First published in Cordite on 1 February 2022.
From the author:
I had been listening to AURORA’s album, Infections of a Different Kind (Step 1), and dissecting the lyrics. The first track in her album is also called “Queendom” and after asking myself, “What does my own Queendom look like?” the answer suddenly walked out as this poem. When I tried to revise it, it wouldn’t budge. Not even a punctuation.
It’s an intense and deeply rooted poem for me now that I am writing about it. I reflected on the pain the women in my family carry and how generational trauma was passed onto me while being intensified by domestic abuse. I knew I had to heal so my future children wouldn’t have to inherit it.
At the height of the pandemic, I met a lot of women who made me change my mind about motherhood. They took me in, provided me with a warm bed, taught me how to garden, and I saw how they nurtured their own families. They showed me how to be a mother and how it was a sacred role to play in life.
In one vision, I saw myself as an old woman surrounded by a lot of people. They were smiling. All I felt was love. When it was time to go, there were more people. They were loudly pounding on drums and chanting—patiently waiting for me on the other side. I smiled. There was so much love.

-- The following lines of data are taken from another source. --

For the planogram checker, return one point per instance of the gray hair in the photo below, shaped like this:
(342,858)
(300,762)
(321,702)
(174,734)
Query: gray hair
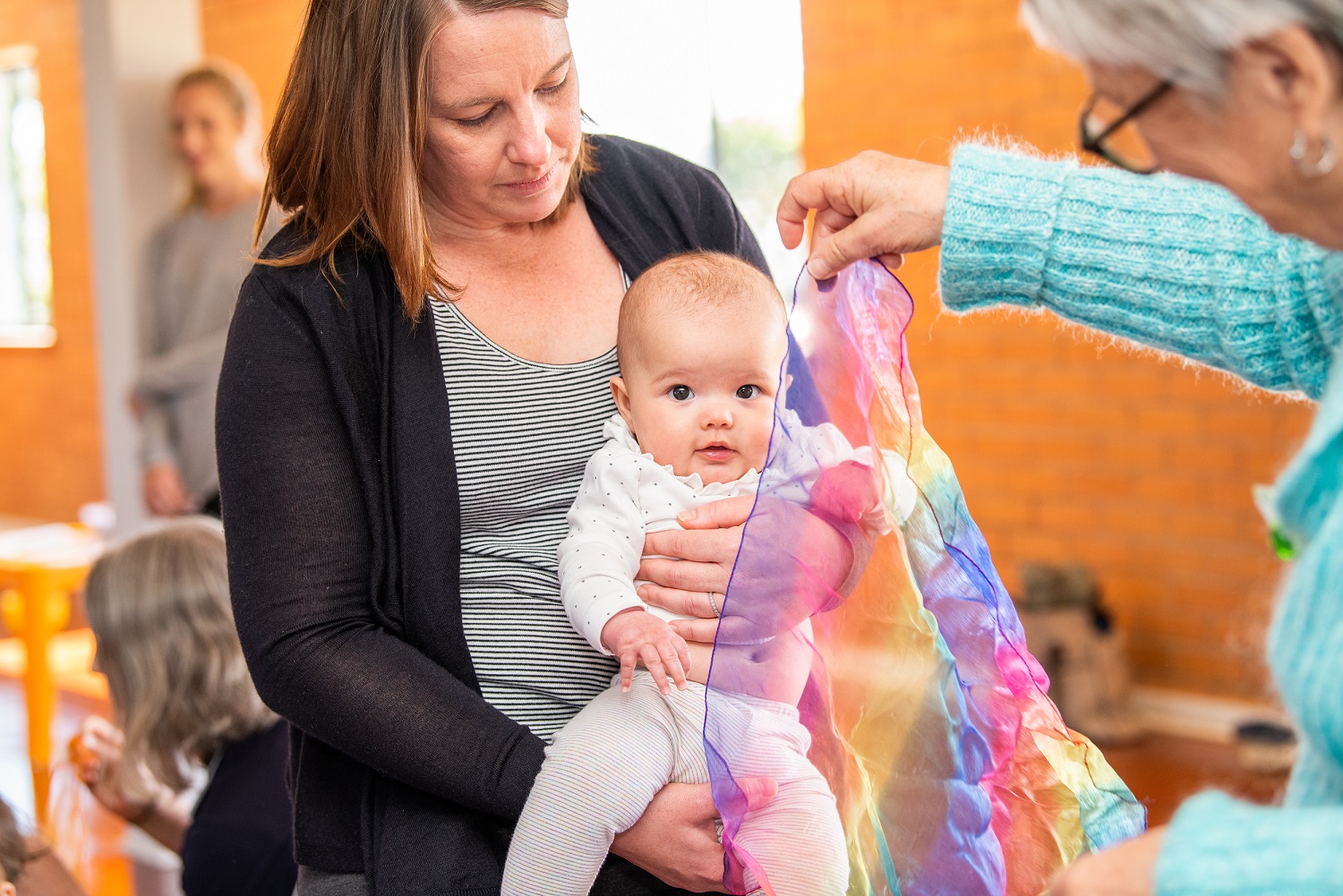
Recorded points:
(1186,40)
(158,609)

In a woman’s hands did I meet God branching into ancestors who sang beneath trees, sat among waterfalls, journeyed towards a mountain’s peak, and whispered a message to the wind. They asked her to visit a place her great-grandparents forgot in the ruin of rice fields and bamboo huts.
She saw stories in a pot of tomatoes finally in fruition, the first offering after generations of destruction – the beating of the flesh, a subduing by men who cultivated customs taken from different lands.
Women, she met, taught her how to be still. To break open in daylight. To tap into a reservoir of pain repressed by a dam of generations laid like stones. What life can she have when they are released?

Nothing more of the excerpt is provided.